Favorite book when you were a child:
My mother read a wonderful, eclectic range of books to my brother and me, including A.A. Milne, Greek myths and the Odyssey. But I loved Thurber's My Life and Hard Times.
Your top five authors:
Shakespeare, Dostoyevsky, Tolstoy, Dickinson and Whitman. I know, I know, not very original, but those are they.
Book you've faked reading:
Well, I faked about a million while taking my comprehensive examinations in graduate school. But I'd have to say David Copperfield. No excuse, because it's a wonderful book. I promise to finish it!
Book you're an evangelist for:
The Four Quartets by T.S. Eliot. I would go to the library and play the old record of Eliot reading. Incredible.
Book you've bought for the cover:
I buy books for their covers all the time, but there is almost always something about the subject matter or author that draws me. Most recently I bought The Judgment of Paris: The Revolutionary Decade that Gave the World Impressionism by Ross King. I just thought the title sounded interesting.
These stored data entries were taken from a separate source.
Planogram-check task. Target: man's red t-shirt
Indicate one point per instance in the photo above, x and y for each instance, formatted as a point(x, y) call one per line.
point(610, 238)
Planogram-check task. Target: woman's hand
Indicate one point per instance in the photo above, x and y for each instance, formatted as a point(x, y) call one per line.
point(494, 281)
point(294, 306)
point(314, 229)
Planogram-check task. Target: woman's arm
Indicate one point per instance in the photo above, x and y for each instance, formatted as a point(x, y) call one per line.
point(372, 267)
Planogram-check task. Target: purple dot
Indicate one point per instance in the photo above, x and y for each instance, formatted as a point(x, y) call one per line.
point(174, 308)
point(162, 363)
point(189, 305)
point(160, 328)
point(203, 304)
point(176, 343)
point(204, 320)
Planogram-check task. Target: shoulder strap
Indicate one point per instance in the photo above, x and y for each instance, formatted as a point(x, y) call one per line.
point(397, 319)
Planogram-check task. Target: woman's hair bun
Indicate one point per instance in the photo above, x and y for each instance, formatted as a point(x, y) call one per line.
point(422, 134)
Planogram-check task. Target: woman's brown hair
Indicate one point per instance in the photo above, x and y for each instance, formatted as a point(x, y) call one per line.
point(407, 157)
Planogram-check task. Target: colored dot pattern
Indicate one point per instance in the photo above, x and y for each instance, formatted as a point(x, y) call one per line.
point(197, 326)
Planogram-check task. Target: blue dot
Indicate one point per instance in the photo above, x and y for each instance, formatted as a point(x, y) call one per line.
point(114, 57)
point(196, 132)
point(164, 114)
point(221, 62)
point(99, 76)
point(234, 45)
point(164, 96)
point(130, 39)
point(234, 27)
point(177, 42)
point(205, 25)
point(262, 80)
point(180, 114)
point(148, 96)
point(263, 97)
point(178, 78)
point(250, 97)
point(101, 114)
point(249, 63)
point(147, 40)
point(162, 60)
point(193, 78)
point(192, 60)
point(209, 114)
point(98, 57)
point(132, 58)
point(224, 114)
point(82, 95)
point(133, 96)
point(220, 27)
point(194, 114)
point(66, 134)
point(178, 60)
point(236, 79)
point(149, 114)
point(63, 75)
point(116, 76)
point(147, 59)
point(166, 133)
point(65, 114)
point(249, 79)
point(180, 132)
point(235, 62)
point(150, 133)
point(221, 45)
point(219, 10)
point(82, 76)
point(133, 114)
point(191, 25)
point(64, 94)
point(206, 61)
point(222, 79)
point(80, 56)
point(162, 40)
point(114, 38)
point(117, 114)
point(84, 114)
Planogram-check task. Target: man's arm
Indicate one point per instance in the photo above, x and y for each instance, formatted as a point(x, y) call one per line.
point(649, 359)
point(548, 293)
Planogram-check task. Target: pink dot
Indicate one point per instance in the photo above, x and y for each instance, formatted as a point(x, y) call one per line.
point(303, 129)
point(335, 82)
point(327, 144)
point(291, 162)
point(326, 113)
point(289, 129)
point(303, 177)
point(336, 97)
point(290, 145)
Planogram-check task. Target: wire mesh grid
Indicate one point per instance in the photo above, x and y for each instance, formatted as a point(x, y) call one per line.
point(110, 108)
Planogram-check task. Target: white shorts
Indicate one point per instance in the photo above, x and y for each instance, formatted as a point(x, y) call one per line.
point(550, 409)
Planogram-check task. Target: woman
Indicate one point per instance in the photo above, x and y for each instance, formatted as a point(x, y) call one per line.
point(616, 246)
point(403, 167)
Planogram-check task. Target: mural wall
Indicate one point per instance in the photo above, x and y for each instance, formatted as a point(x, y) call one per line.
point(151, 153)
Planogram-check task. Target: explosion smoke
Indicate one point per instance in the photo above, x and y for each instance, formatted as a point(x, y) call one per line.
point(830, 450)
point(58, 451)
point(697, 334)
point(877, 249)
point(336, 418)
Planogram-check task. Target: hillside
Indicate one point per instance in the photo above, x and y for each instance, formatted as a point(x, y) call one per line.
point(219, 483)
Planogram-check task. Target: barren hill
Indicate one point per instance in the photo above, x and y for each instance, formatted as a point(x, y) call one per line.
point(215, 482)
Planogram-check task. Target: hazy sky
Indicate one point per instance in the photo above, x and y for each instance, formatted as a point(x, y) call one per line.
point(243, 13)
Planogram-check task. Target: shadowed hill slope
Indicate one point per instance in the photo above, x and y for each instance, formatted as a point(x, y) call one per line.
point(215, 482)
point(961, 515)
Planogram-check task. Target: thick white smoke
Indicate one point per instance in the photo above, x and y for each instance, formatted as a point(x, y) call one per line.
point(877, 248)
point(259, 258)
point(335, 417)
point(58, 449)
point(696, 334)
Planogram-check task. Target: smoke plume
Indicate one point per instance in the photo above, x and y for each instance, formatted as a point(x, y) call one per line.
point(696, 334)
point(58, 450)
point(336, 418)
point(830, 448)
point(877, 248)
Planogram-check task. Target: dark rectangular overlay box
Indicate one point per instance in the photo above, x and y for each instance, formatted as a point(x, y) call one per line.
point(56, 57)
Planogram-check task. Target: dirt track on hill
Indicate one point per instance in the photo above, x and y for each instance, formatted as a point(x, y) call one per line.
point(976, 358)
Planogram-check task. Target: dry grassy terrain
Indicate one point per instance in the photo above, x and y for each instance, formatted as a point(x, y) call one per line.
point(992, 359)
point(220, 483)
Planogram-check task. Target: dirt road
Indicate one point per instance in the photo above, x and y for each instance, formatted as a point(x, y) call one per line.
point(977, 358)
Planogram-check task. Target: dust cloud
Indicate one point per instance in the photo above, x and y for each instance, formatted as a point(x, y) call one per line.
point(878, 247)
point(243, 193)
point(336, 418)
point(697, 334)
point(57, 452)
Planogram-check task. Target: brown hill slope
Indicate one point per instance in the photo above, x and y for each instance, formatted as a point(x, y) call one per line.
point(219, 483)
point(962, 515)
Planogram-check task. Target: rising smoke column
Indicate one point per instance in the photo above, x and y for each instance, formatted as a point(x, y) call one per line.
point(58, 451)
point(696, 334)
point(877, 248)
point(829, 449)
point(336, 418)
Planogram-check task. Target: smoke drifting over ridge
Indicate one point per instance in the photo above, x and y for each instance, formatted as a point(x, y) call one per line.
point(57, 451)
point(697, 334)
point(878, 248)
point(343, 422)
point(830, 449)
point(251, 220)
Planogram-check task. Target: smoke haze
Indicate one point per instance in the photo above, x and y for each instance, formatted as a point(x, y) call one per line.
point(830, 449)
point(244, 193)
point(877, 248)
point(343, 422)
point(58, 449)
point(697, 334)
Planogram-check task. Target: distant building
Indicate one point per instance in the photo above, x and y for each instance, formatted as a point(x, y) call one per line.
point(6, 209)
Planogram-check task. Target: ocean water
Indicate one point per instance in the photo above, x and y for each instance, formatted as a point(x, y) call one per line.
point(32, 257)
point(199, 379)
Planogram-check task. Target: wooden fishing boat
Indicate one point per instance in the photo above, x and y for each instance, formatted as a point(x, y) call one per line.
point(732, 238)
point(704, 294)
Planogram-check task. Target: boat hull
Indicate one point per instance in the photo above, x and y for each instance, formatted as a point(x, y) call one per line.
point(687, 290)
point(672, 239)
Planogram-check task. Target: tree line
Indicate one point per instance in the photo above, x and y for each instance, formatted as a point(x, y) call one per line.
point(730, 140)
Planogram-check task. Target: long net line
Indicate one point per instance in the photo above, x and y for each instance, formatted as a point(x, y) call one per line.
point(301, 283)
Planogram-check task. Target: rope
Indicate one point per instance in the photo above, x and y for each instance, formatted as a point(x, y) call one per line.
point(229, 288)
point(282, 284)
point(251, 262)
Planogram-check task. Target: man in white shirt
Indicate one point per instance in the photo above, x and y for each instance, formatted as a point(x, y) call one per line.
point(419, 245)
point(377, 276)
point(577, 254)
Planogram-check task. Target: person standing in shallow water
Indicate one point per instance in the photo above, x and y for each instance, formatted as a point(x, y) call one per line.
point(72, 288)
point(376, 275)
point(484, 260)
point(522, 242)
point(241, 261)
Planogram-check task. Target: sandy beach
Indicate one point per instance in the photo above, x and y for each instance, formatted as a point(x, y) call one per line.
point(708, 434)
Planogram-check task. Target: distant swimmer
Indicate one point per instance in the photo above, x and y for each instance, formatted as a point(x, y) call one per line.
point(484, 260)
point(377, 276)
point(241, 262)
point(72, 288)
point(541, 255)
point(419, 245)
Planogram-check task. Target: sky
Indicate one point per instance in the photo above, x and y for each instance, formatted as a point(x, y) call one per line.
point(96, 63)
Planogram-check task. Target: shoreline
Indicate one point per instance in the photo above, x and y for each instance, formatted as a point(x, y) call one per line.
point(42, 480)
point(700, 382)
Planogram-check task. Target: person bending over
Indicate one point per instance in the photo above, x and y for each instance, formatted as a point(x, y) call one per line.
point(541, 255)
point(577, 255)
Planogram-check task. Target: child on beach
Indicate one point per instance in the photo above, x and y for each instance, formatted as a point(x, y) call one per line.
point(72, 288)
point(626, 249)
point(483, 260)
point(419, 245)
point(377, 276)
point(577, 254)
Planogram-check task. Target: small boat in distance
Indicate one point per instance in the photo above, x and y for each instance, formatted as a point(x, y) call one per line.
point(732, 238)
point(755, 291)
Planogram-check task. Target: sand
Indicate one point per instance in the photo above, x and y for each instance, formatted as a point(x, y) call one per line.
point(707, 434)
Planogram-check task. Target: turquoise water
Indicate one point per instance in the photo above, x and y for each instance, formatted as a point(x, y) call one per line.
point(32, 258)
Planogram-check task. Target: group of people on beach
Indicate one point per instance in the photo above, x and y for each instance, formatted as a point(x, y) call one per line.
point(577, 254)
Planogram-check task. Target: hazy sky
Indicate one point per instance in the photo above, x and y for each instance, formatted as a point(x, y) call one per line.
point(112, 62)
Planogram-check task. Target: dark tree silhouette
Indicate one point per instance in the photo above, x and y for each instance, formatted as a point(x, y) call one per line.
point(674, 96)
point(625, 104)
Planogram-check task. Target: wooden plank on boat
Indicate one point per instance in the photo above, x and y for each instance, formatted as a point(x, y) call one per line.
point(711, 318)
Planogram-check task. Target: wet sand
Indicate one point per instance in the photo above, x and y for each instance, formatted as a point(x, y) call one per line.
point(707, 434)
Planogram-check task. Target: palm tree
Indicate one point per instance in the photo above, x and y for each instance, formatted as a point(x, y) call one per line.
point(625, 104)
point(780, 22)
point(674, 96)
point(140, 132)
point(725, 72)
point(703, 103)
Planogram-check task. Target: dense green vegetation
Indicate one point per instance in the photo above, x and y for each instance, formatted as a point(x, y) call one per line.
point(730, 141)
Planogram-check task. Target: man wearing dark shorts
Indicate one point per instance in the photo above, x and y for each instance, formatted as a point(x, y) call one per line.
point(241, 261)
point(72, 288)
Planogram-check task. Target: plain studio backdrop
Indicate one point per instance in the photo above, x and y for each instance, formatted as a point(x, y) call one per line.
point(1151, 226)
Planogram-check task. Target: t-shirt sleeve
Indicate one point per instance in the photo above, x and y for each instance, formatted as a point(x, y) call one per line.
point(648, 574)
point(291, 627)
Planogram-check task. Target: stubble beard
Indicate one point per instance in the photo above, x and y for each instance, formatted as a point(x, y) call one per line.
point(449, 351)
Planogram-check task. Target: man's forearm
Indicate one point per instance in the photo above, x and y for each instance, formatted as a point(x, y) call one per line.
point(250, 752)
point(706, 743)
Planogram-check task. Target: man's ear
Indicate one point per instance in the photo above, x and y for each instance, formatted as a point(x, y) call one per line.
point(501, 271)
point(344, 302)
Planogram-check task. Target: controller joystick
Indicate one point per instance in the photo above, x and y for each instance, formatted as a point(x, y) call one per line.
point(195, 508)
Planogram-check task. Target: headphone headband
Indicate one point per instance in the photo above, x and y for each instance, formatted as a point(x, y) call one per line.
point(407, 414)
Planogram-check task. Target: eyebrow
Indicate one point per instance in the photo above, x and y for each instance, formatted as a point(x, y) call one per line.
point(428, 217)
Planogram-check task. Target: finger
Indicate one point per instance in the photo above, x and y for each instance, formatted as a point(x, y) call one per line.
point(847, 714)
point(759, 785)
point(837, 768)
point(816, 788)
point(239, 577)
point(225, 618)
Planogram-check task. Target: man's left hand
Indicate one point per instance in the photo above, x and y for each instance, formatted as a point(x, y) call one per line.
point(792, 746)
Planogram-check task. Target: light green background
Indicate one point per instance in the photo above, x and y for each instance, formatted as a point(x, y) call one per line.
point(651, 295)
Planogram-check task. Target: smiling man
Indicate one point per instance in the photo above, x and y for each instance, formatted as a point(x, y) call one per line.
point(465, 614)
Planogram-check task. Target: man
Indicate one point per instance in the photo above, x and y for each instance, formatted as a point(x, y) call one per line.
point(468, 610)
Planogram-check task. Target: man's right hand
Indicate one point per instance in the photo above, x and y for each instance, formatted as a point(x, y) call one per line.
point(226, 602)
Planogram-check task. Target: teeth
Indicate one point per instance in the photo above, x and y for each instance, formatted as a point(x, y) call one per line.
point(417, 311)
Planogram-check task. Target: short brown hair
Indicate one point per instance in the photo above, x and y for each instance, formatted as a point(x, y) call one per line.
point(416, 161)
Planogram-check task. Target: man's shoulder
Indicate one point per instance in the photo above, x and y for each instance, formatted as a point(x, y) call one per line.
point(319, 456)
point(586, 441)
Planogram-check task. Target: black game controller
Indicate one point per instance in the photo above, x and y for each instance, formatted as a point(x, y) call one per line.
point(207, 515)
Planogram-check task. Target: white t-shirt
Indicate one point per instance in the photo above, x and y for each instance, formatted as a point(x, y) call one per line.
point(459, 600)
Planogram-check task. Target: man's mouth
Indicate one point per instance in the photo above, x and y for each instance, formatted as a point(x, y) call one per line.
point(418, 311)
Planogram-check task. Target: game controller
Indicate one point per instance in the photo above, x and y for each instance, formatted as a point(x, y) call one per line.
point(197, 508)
We'll see.
Book that changed your life:
The first novel I read was Steinbeck's Of Mice and Men. It was that book that made me understand the visceral power of writing to create a world, fill it with characters, and make the reader care deeply.
Favorite line from a book:
Can I cheat??? Can it be my favorite sentence instead of "line"? By Keats:
This living hand, now
warm and capable
Of earnest grasping, would, if it were cold
And in the icy silence of the tomb,
So haunt thy days and chill thy dreaming nights
That thou wouldst wish thine own heart dry of blood
So in my veins red life might stream again,
And thou be conscience-calmed--see here it is--
I hold it towards you.
Favorite quotation:
Oscar Wilde on his deathbed. "Either this wallpaper goes or I do!"
Book you most want to read again for the first time:
I know people will roll their eyes, but I have to say War and Peace. I even loved the historical digressions. Don Quixote is right there, too.